Double list comprehensions
>>> eggs = ['poached egg', 'fried egg']
>>> meats = ['lite spam', 'ham spam', 'fried spam']
>>> comprehension = \
[ '{0} and {1}'.format(egg, meat) for egg in eggs for meat in meats]
What is the output of:
>>> len(comprehension)
???
>>> comprehension[0]
???
Set comprehensions
>>> comprehension = { c for c in 'aabbbcccc'}
What is the output of:
>>> comprehension
???
Dictionary comprehensions
>>> dict_of_weapons = {'first': 'fear',
'second': 'surprise',
'third':'ruthless efficiency',
'forth':'fanatical devotion',
'fifth': None}
>>> dict_comprehension = \
{ k.upper(): weapon for k, weapon in dict_of_weapons.items() if weapon}
What is the output of:
>>> 'first' in dict_comprehension
???
>>> 'FIRST' in dict_comprehension
???
>>> len(dict_of_weapons)
???
>>> len(dict_comprehension)
???
Other resources
See also:
https://github.com/gregmalcolm/python_koans/blob/master/python3/koans/about_comprehension.py
From Greg Malcolm’s excellent Python Koans series:
Count Even Numbers
This is from CodingBat “count_evens” (http://codingbat.com/prob/p189616)
Using a list comprehension, return the number of even integers in the given list.
Note: the % “mod” operator computes the remainder, e.g. 5 % 2
is 1.
count_evens([2, 1, 2, 3, 4]) == 3
count_evens([2, 2, 0]) == 3
count_evens([1, 3, 5]) == 0
Can you do this with a single line comprehension?
def count_evens(nums):
one_line_comprehension_here
dict
and set
comprehensions
Revisiting the dict/set lab – see how much you can do with comprehensions instead.
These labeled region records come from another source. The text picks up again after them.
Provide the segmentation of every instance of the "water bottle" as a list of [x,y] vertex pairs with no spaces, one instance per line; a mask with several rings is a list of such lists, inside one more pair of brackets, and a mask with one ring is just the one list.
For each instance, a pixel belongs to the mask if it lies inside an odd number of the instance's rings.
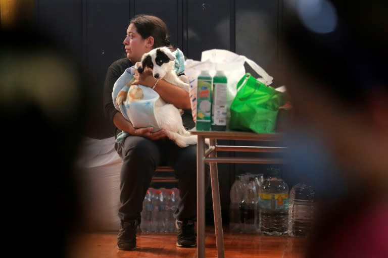
[[230,188],[230,204],[229,207],[229,229],[230,232],[242,233],[240,203],[243,201],[244,186],[243,176],[235,177]]
[[260,231],[265,235],[281,236],[287,233],[288,217],[288,187],[280,177],[278,169],[270,170],[261,188],[259,202]]
[[288,235],[308,236],[314,219],[315,191],[311,185],[301,182],[289,191]]
[[152,191],[148,190],[143,201],[143,209],[141,211],[141,222],[140,229],[141,232],[149,233],[152,231],[152,211],[154,210],[154,204],[152,202]]
[[176,199],[175,194],[172,189],[167,189],[166,194],[166,217],[165,218],[164,232],[175,232],[175,221],[174,219],[174,213],[177,208]]
[[248,234],[257,232],[257,188],[255,178],[252,175],[245,176],[247,183],[241,202],[243,232]]
[[197,131],[210,131],[211,128],[212,81],[207,71],[201,71],[198,76],[196,124]]
[[227,78],[222,71],[213,77],[212,94],[212,130],[226,130],[226,92]]
[[257,189],[257,204],[256,211],[256,219],[257,224],[256,225],[256,232],[260,233],[260,206],[259,204],[260,201],[260,194],[261,193],[261,188],[263,187],[263,183],[264,182],[264,174],[256,174],[253,175],[255,178],[255,183],[256,184]]
[[162,212],[163,210],[164,198],[163,192],[160,189],[155,190],[153,204],[154,210],[152,212],[152,224],[154,226],[155,232],[162,232],[164,228],[164,213]]

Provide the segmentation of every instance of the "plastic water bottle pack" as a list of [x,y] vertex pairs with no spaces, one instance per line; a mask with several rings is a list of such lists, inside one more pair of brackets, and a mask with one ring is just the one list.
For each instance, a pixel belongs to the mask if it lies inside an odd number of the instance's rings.
[[140,228],[143,233],[175,232],[173,214],[179,201],[179,190],[174,188],[147,190],[143,201]]

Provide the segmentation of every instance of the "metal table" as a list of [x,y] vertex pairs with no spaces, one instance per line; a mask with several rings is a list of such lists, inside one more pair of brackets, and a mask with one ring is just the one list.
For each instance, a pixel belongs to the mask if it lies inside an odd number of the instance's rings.
[[[217,257],[224,258],[224,239],[222,230],[222,221],[221,216],[221,203],[218,185],[218,172],[217,163],[256,163],[273,164],[283,163],[281,159],[261,158],[258,157],[217,157],[217,151],[236,151],[249,152],[279,152],[285,148],[284,147],[228,146],[219,145],[217,140],[231,140],[254,141],[263,142],[280,142],[282,134],[279,133],[257,134],[251,132],[232,131],[197,131],[195,128],[190,130],[192,134],[198,135],[198,141],[197,149],[197,257],[205,257],[205,167],[206,163],[210,165],[210,180],[212,187],[212,201],[214,216],[216,243]],[[209,148],[206,148],[205,139],[210,140]]]

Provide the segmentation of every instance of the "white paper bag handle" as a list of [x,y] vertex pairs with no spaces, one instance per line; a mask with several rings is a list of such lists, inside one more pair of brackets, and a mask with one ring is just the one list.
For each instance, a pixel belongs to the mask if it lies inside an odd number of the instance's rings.
[[260,67],[259,65],[248,58],[244,57],[244,58],[245,59],[245,62],[248,63],[248,64],[250,65],[250,66],[251,66],[251,67],[252,68],[255,72],[257,73],[259,75],[262,77],[262,78],[257,78],[258,81],[260,81],[260,82],[262,82],[266,85],[269,85],[272,83],[273,77],[270,76],[268,73],[267,73],[267,72],[264,71],[264,69]]

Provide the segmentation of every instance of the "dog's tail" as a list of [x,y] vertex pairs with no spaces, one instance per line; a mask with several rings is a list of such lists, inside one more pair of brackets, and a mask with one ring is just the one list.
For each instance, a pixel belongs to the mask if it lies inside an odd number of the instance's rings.
[[182,135],[177,133],[166,130],[167,137],[174,141],[176,145],[181,147],[187,147],[189,145],[196,144],[197,135]]

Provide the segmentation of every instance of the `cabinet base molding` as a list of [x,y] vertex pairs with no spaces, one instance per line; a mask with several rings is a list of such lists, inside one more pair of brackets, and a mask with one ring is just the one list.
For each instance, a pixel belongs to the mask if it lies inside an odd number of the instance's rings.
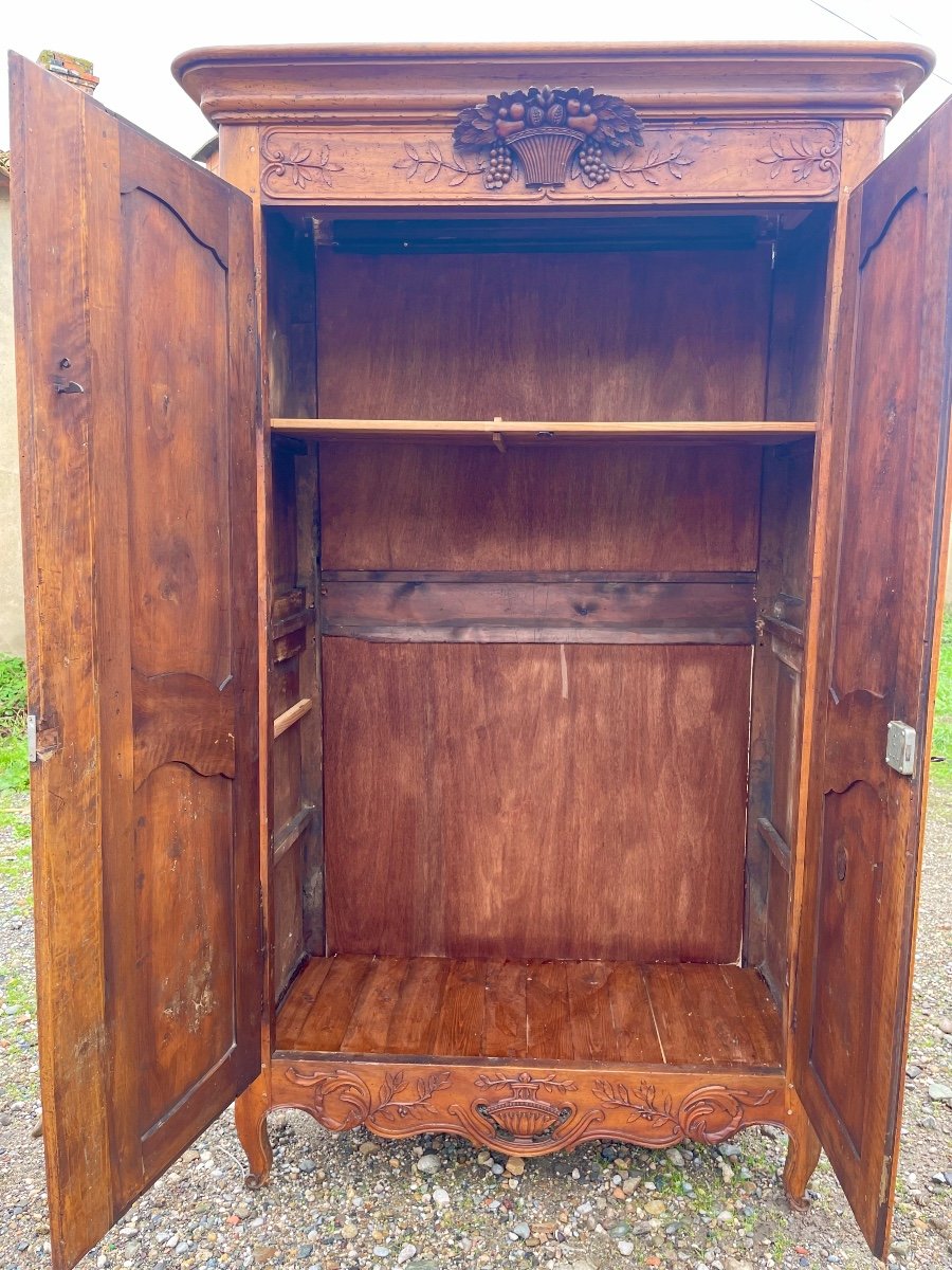
[[235,1104],[249,1186],[268,1180],[265,1120],[277,1107],[307,1111],[333,1133],[359,1125],[381,1138],[451,1133],[527,1157],[597,1138],[659,1149],[685,1139],[716,1146],[750,1125],[774,1124],[790,1134],[783,1181],[797,1210],[806,1206],[819,1157],[816,1137],[781,1072],[283,1054]]

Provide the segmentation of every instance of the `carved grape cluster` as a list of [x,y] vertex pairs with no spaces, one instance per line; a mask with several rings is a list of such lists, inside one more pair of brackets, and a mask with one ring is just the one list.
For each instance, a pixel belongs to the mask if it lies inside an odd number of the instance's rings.
[[486,189],[501,189],[513,177],[513,152],[509,146],[496,142],[489,151],[484,184]]
[[589,137],[579,150],[579,170],[586,185],[600,185],[612,174],[604,159],[604,150],[594,137]]

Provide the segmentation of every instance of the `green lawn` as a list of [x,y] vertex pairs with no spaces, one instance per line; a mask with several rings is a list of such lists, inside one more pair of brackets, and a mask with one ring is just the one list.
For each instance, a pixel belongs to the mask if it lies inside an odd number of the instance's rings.
[[28,789],[27,668],[19,657],[0,657],[0,795]]
[[[935,723],[932,732],[929,781],[952,789],[952,607],[946,610],[939,650],[939,681],[935,687]],[[939,762],[938,759],[944,759]]]

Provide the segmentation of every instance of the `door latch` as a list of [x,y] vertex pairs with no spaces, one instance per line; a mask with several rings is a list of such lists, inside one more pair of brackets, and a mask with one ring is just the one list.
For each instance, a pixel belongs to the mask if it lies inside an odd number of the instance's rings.
[[911,776],[915,768],[915,728],[899,719],[886,728],[886,765],[900,776]]

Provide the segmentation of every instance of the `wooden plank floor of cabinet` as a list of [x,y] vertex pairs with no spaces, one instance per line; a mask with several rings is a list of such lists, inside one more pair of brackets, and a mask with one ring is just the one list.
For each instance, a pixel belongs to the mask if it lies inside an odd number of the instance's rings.
[[338,954],[291,987],[277,1048],[298,1054],[778,1068],[777,1006],[736,965]]

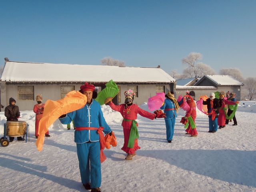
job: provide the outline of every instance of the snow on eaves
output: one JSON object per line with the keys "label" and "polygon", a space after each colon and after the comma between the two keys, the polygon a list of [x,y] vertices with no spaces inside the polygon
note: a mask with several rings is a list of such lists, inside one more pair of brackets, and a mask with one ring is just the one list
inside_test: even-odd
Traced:
{"label": "snow on eaves", "polygon": [[119,67],[7,62],[1,81],[6,82],[169,84],[176,80],[160,68]]}
{"label": "snow on eaves", "polygon": [[176,85],[176,90],[214,90],[217,88],[213,86],[182,86]]}
{"label": "snow on eaves", "polygon": [[[244,84],[242,83],[229,75],[207,75],[205,76],[205,77],[210,79],[219,86],[244,86]],[[203,78],[201,78],[196,84],[198,84],[199,81],[202,79]]]}

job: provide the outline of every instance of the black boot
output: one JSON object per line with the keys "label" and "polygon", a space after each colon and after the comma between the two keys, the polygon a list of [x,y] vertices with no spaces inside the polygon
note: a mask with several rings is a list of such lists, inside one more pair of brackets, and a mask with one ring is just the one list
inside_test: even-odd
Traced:
{"label": "black boot", "polygon": [[97,188],[92,188],[91,192],[101,192],[101,190],[99,187]]}
{"label": "black boot", "polygon": [[85,189],[87,190],[90,190],[91,189],[91,183],[87,183],[86,184],[84,184],[83,183],[83,185],[85,188]]}

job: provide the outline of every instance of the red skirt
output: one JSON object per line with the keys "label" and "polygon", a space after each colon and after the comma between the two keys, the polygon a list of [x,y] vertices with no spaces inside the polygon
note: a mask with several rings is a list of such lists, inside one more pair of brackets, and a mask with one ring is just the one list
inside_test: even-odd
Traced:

Specifically, look at these:
First a slightly bigger, more interesting (or at least bigger..) dict:
food_prefs = {"name": "Chris",
"city": "Seattle",
"cake": "chocolate",
"fruit": "mango",
"salad": "greek",
"pasta": "lasagna"}
Working with this dict:
Print the dict by passing it to a string format method, so that you get something like:
“Chris is from Seattle, and he likes chocolate cake, mango fruit, greek salad, and lasagna pasta”
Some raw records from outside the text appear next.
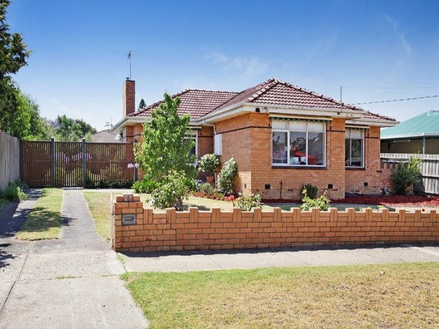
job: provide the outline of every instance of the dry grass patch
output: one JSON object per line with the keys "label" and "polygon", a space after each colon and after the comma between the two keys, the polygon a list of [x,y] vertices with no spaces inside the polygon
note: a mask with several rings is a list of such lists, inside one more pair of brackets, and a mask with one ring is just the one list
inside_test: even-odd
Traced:
{"label": "dry grass patch", "polygon": [[110,240],[111,234],[111,202],[109,192],[83,192],[88,210],[95,221],[96,232]]}
{"label": "dry grass patch", "polygon": [[62,190],[44,188],[34,209],[16,234],[20,240],[59,239]]}
{"label": "dry grass patch", "polygon": [[439,326],[438,263],[123,278],[156,329]]}

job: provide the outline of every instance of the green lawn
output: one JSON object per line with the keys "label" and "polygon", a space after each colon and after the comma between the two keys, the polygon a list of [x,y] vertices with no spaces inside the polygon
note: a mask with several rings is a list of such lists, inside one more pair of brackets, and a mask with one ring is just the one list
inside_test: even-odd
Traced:
{"label": "green lawn", "polygon": [[16,234],[20,240],[59,239],[61,230],[62,190],[44,188],[41,197]]}
{"label": "green lawn", "polygon": [[95,221],[96,231],[101,236],[110,240],[112,207],[110,193],[84,191],[82,194]]}
{"label": "green lawn", "polygon": [[1,209],[3,209],[3,208],[5,206],[6,206],[8,203],[9,203],[9,201],[8,201],[7,199],[3,199],[3,197],[0,197],[0,211],[1,211]]}
{"label": "green lawn", "polygon": [[122,278],[154,329],[439,328],[439,263]]}

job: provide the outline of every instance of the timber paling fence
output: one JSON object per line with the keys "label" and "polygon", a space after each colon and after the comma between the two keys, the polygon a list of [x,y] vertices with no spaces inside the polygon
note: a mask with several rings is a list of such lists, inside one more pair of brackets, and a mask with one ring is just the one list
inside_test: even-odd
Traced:
{"label": "timber paling fence", "polygon": [[439,154],[406,154],[381,153],[381,164],[400,163],[410,157],[422,159],[420,164],[420,180],[414,184],[414,190],[425,194],[439,195]]}
{"label": "timber paling fence", "polygon": [[0,192],[20,178],[20,141],[0,132]]}
{"label": "timber paling fence", "polygon": [[86,186],[87,181],[134,178],[133,144],[23,142],[21,177],[32,187]]}

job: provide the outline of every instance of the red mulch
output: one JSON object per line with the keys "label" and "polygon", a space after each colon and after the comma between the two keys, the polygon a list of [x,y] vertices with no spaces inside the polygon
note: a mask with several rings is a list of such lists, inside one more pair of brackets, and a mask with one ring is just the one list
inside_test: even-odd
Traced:
{"label": "red mulch", "polygon": [[[414,206],[419,207],[439,207],[439,197],[420,195],[357,195],[341,200],[331,200],[333,204],[381,204],[388,206]],[[265,203],[301,203],[299,200],[264,200]]]}

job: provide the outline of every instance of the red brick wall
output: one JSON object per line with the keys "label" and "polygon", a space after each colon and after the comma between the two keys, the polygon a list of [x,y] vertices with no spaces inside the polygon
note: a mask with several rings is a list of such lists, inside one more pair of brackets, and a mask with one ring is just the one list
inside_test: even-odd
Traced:
{"label": "red brick wall", "polygon": [[122,117],[136,110],[136,82],[125,80],[122,87]]}
{"label": "red brick wall", "polygon": [[[118,252],[205,250],[439,241],[439,215],[431,212],[339,212],[298,208],[281,211],[156,212],[139,197],[118,196],[114,204],[112,246]],[[122,226],[122,214],[137,214],[136,225]]]}
{"label": "red brick wall", "polygon": [[[263,199],[300,199],[304,184],[316,185],[320,193],[332,184],[328,197],[344,197],[344,119],[334,119],[327,125],[326,168],[272,167],[272,129],[268,114],[252,113],[225,120],[217,123],[216,130],[222,133],[222,161],[233,157],[237,162],[238,191],[251,191]],[[265,188],[265,185],[270,188]]]}
{"label": "red brick wall", "polygon": [[213,153],[213,127],[202,127],[198,130],[198,159]]}
{"label": "red brick wall", "polygon": [[[364,133],[364,168],[346,169],[346,192],[379,194],[383,186],[380,173],[379,127],[370,127]],[[365,184],[367,183],[367,186]]]}

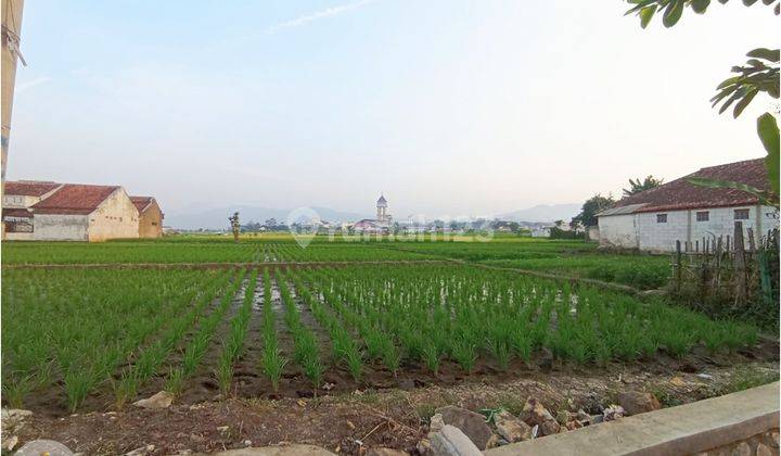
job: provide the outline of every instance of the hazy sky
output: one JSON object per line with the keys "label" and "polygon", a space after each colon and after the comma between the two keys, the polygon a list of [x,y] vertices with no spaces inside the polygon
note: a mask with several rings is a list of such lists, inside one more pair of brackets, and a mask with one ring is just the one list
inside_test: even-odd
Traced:
{"label": "hazy sky", "polygon": [[397,218],[619,194],[764,155],[708,99],[757,2],[642,30],[623,1],[25,4],[8,175],[118,183],[168,213],[254,203]]}

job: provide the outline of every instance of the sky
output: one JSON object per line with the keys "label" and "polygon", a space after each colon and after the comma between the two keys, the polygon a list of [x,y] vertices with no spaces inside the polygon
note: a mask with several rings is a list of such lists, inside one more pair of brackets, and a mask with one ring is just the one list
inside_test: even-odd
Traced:
{"label": "sky", "polygon": [[619,195],[764,155],[757,97],[708,99],[778,46],[757,2],[641,29],[615,0],[25,4],[9,179],[121,185],[166,213],[252,204],[397,218]]}

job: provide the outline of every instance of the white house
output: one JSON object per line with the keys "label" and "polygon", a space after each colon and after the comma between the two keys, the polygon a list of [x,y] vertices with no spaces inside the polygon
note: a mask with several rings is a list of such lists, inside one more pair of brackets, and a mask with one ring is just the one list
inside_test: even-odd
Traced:
{"label": "white house", "polygon": [[139,237],[139,212],[118,186],[64,183],[30,211],[35,240],[94,242]]}
{"label": "white house", "polygon": [[350,226],[353,232],[360,235],[386,235],[389,232],[390,224],[393,223],[393,216],[387,213],[387,200],[384,195],[380,195],[376,203],[377,216],[376,218],[364,218],[358,220]]}
{"label": "white house", "polygon": [[778,227],[778,211],[753,194],[734,189],[695,186],[705,177],[769,189],[765,160],[748,160],[702,168],[660,187],[627,197],[597,214],[600,244],[645,251],[674,251],[676,241],[692,245],[702,239],[733,236],[734,221],[757,238]]}
{"label": "white house", "polygon": [[37,180],[5,182],[2,201],[2,221],[5,239],[33,239],[33,213],[30,206],[47,199],[62,187],[62,183]]}

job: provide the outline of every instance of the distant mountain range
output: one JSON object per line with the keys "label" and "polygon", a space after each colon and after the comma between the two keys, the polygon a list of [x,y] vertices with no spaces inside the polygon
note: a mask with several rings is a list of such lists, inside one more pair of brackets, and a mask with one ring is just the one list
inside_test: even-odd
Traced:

Using a list comprehension, build a dictionary of numbers from zero to fifteen and the hexadecimal equivalent (string is fine). (the
hex()
function gives you the hexidecimal representation of a number as a string)Do the previous entirely with a dict comprehension – should be a one-liner
Using the dictionary from item (1): Make a dictionary using the same keys but with the number of ‘a’s in each value. You can do this either by editing the dict in place, or making a new one. If you edit in place make a copy first!
Create sets s2, s3 and s4 that contain numbers from zero through twenty, divisible 2, 3 and 4.
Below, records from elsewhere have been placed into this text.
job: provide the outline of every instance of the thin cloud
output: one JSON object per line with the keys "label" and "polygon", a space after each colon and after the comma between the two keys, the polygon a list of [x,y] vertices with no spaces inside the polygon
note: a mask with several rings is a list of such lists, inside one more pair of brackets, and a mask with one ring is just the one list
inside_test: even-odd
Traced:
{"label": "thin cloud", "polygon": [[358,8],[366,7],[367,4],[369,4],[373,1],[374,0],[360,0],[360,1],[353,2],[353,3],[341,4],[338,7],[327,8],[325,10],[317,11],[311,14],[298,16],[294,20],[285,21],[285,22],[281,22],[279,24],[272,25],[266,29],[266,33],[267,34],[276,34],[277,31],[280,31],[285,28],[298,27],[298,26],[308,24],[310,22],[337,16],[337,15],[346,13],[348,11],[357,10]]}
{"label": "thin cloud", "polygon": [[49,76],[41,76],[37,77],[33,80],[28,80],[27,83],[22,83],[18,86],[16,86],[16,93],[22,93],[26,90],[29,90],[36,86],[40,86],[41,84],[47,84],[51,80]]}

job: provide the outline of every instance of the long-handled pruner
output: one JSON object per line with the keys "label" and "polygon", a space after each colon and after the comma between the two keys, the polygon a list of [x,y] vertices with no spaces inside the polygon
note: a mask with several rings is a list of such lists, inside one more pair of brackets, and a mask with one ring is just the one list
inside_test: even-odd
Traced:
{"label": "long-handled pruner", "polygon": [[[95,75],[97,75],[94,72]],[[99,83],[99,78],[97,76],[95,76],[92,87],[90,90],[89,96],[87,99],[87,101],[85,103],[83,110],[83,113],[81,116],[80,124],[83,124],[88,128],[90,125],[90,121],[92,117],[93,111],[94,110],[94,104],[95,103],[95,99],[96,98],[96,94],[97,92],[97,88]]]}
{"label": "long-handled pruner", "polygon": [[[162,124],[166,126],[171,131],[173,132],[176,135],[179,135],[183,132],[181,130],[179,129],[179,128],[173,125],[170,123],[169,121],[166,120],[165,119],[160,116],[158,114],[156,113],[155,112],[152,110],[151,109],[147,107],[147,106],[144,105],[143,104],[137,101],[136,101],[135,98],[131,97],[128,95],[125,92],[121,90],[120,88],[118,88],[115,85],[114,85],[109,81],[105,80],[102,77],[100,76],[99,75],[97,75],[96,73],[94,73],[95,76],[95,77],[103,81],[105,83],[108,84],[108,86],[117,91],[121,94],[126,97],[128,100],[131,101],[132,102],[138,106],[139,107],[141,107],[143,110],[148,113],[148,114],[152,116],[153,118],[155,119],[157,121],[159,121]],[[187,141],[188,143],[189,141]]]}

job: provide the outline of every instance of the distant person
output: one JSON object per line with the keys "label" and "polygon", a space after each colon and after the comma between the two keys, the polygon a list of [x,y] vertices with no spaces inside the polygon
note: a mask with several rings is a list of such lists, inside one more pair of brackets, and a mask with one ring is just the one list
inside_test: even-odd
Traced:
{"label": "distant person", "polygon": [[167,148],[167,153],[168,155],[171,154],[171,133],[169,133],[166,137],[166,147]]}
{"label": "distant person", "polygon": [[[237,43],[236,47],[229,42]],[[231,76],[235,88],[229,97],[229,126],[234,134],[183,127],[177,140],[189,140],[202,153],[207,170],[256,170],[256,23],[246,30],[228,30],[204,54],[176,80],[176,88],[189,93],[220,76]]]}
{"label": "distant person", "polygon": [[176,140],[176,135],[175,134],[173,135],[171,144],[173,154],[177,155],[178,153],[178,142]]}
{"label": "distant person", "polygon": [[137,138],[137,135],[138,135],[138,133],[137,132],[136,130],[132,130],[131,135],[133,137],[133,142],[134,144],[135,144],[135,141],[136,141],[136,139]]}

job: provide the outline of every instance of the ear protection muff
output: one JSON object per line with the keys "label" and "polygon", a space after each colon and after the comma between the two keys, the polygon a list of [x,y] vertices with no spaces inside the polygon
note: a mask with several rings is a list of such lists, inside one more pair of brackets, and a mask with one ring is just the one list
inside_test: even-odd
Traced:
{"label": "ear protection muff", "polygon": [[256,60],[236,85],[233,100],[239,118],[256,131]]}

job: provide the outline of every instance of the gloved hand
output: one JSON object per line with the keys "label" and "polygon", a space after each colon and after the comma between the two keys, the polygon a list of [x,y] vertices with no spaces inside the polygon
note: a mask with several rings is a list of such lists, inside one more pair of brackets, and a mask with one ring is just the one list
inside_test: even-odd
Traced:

Do this with one set comprehension for each set.
What if you had a lot more than 3? – Don’t Repeat Yourself (DRY).
create a sequence that holds all the divisors you might want – could be 2,3,4, or could be any other arbitrary divisors.
loop through that sequence to build the sets up – so no repeated code. you will end up with a list of sets – one set for each divisor in your sequence.
The idea here is that when you see three (Or more!) lines of code that are almost identical, then you you want to find a way to generalize that code and have it act on a set of inputs, so the actual code is only written once.
Extra credit: do it all as a one-liner by nesting a set comprehension inside a list comprehension. (OK, that may be getting carried away!)